An Indian exchange traded fund (ETF) is a portfolio of Indian stocks that is traded as a unit. So when you buy an ETF, it electronically results in buying of proportional amount of Indian stocks. And that is done by transferring money into Indian rupees in India, because Indian stocks trade on Indian markets. If you are buying from another country, you may want to search for ‘business money transfer international‘ to find a safe and secure way of sending this money.
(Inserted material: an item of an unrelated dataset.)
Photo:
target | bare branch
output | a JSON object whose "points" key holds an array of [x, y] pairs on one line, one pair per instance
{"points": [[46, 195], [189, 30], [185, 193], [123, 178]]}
So when institutions stepped forward on August 28 to buy Indian ETFs in New York, the money in Dollars was converted into Rupees to buy stocks on the Indian stock exchanges. So when Indian ETFs in New York began their rally, Indian stocks in India rallied and so the Rupee rallied with inflows from Dollars.

This is a classic case of “how” markets turn and “how” technology of markets, of statistical finance is employed in finding solutions. This is the difference between the technology of financial markets and the science of economics. This is something you will not find in the “why” articles of economists like Arvind Subramanian.

This is why Raghuram Rajan is trying to build deep capital markets in India. India needs such markets and their sophisticated technology to deliver steady credit to Indian economy and to protect it from rapid convulsions in capital flows.

So if you have made money in the rally in the Sensex, thank Devi Lakshmi and support Rajan’s drive to build financial markets in India. Then the blessings of Lakshmi will be bestowed on all Indians and not just on the Sensex investors.